We camped in Herbster for two nights recently; the lake was as calm as it ever gets, the sun was bright, and the berries on the mountain ash were as red as could be. The Canada geese arrived early in the morning, squawking as they descended to land out on the lake. The crows in the spruce tree just outside the tent had already been making a racket for quite a while. Before the clouds had dispersed we canoed out into the Bark Bay Slough, a lovely, quiet, environment of spruce, tamarack, bog laurel and floating muskeg that’s protected from the lake by a long spit of sand. We ran into two sandhill cranes in a back bay and watched four otters playing in the shallows for quite a while.
In the afternoon we took advantage of the unusually calm weather to head out onto the big lake from Meyers Beach to see the sea caves. The lake was rippling with little wavelets, and the sunlight, shining through them, created golden rippling bars of light running at angles to the little ridges on the sandy bottom twenty feet below us. From time to time we’d pass above patches where the elevation of the lake bottom changed abruptly, exposing clusters of pumpkin-sized boulders.
But all of that was mere prelude to the green-aqua water and the golden-red cliffs and caves a mile down the shore—far more beautiful than any photograph could convey.
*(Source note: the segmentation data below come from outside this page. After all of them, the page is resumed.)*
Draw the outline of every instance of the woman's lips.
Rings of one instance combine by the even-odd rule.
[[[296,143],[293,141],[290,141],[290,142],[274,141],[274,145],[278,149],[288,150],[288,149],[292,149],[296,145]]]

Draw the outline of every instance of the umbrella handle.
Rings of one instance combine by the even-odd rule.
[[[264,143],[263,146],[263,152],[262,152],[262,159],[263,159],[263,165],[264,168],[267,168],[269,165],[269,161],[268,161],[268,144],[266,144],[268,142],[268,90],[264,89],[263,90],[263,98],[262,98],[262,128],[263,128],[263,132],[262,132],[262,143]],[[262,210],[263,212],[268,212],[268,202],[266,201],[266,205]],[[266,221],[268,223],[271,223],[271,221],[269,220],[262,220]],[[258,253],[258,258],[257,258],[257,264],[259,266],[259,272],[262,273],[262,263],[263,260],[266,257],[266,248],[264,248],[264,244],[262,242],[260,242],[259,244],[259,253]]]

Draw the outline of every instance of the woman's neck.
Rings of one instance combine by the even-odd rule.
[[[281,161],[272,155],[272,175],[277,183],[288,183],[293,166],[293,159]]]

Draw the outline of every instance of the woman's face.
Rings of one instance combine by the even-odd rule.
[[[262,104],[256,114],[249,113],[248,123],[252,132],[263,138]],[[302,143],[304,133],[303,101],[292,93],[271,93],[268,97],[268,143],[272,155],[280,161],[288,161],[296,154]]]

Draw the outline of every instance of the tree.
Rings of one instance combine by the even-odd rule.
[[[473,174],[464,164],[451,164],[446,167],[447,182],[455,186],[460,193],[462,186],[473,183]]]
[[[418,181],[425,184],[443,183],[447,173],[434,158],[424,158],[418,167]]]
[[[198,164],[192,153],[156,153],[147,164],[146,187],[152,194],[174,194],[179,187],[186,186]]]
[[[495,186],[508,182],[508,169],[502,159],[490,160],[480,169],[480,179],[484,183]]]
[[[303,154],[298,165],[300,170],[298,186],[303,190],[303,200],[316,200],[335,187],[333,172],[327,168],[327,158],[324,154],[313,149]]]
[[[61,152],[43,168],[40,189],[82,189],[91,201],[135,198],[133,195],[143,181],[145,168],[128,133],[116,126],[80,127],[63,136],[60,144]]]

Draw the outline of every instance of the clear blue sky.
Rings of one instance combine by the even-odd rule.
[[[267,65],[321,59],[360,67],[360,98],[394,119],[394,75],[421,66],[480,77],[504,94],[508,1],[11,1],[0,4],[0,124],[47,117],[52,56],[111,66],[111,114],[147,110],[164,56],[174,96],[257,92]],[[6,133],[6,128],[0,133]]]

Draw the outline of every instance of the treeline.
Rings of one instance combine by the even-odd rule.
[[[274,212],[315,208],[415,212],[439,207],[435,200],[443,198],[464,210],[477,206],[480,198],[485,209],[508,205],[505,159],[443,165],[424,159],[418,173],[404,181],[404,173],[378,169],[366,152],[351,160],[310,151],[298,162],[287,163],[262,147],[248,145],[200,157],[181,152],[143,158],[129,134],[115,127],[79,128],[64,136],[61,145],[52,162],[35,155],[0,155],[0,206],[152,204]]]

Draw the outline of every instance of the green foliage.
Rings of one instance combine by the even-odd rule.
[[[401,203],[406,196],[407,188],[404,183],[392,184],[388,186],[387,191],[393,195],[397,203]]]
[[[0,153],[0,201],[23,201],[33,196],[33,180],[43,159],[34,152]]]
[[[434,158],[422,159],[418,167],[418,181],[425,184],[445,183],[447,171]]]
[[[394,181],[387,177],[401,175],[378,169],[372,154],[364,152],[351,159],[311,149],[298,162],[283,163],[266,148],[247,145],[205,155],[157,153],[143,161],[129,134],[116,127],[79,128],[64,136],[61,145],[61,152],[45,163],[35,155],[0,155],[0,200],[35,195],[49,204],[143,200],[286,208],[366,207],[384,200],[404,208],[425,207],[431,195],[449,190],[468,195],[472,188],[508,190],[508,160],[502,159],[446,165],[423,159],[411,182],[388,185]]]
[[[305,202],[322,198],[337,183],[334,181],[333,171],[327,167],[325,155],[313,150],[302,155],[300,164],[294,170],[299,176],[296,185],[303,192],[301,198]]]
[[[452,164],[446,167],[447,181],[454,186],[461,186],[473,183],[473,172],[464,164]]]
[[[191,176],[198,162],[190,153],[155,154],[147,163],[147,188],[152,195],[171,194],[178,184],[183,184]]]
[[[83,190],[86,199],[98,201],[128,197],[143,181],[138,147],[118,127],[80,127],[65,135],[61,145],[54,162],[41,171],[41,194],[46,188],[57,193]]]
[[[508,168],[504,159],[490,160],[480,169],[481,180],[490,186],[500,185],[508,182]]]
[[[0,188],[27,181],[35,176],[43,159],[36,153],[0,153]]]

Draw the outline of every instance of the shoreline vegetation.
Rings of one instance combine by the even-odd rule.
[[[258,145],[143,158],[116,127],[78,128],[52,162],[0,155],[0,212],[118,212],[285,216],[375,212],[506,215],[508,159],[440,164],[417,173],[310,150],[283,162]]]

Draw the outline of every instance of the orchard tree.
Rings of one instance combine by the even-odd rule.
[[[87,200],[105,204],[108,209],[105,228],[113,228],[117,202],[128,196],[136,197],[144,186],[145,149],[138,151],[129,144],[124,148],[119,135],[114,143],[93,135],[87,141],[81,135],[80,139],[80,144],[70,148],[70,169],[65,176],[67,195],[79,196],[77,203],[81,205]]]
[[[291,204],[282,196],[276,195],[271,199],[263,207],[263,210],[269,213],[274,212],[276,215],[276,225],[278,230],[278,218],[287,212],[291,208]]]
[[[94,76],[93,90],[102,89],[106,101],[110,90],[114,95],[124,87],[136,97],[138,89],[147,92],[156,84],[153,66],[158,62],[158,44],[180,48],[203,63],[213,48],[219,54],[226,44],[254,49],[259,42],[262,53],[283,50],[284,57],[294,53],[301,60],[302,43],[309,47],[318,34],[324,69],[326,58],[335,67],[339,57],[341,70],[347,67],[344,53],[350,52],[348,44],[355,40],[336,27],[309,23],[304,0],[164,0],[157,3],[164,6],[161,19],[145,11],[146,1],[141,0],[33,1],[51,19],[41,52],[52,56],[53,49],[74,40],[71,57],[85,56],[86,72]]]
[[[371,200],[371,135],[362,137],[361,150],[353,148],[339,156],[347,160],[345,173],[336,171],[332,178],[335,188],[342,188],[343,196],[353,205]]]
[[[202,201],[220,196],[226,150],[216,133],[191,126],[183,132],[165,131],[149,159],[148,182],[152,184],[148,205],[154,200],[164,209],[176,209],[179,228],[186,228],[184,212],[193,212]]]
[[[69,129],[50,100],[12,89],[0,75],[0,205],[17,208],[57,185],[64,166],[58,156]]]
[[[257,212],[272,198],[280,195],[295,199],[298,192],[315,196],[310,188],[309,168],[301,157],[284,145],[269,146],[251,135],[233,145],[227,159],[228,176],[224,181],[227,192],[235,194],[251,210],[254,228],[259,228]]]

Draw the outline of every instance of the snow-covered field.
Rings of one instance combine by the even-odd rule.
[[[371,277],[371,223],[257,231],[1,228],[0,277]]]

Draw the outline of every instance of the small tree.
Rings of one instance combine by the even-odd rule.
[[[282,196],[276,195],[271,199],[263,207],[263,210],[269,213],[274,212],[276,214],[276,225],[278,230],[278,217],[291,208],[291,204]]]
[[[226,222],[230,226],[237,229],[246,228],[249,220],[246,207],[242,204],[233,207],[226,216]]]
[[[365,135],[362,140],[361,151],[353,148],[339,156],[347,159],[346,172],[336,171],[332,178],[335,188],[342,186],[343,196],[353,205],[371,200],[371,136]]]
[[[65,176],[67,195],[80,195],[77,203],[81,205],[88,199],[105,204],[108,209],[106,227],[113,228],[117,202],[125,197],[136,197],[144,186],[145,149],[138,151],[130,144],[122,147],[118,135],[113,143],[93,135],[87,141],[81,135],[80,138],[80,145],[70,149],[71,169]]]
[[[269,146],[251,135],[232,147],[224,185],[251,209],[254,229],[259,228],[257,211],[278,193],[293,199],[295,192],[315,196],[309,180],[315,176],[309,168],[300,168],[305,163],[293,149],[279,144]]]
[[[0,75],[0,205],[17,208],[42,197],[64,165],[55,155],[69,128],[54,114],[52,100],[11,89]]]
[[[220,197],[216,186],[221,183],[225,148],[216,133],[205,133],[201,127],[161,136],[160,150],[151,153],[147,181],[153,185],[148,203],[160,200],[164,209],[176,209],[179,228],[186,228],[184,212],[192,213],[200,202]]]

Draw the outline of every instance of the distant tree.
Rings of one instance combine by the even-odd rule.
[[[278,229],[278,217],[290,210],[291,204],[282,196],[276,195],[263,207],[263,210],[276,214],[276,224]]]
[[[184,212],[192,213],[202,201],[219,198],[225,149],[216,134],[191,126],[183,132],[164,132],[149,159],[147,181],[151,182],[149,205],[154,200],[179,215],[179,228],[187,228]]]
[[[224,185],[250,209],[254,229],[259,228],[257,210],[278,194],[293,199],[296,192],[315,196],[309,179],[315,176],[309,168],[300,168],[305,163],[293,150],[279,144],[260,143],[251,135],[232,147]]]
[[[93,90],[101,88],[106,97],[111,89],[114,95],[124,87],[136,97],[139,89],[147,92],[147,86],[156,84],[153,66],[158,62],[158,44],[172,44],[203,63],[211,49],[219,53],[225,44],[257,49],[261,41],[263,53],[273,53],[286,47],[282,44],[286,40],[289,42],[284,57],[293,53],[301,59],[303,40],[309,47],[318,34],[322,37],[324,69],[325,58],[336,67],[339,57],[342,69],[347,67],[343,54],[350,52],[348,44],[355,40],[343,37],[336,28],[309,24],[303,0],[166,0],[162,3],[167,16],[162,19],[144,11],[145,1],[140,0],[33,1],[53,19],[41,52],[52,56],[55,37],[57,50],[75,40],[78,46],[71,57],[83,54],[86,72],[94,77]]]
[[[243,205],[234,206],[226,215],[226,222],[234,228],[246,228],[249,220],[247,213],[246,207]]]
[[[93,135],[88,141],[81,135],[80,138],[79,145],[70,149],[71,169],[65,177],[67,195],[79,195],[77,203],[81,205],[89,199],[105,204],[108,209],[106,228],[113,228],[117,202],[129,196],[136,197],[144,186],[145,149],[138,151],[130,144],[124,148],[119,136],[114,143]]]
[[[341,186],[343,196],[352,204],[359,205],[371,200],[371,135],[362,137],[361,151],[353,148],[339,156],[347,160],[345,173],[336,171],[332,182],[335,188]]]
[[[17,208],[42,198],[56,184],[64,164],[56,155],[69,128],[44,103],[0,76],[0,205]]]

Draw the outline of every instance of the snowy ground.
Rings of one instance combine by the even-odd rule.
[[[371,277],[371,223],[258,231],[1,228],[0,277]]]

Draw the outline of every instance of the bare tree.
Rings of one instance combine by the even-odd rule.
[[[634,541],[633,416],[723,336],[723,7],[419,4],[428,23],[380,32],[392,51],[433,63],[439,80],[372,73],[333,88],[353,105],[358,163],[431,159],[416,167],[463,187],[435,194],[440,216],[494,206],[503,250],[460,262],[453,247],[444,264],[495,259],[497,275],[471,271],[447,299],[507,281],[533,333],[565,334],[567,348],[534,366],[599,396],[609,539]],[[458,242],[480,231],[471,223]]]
The brilliance of the lake itself, which seemed to have a shiny skin, added to the dazzling effect. Just being out on the big lake in a canoe is exhilarating—it keeps you on your toes, even in the calmest weather—and the sight of passing kayakers, with an island or two off in the distance, completed the picture. Canyon de Chelly meets Cancun, with a touch of the Arctic thrown in for good measure.
The caves go on for miles, and you can paddle into some of them, even in a canoe. The waves that wash into them make a mysterious gurgling sound as they meet up with enclosed spaces deep within the rock—the geological equivalent of wind rustling in the trees, I guess.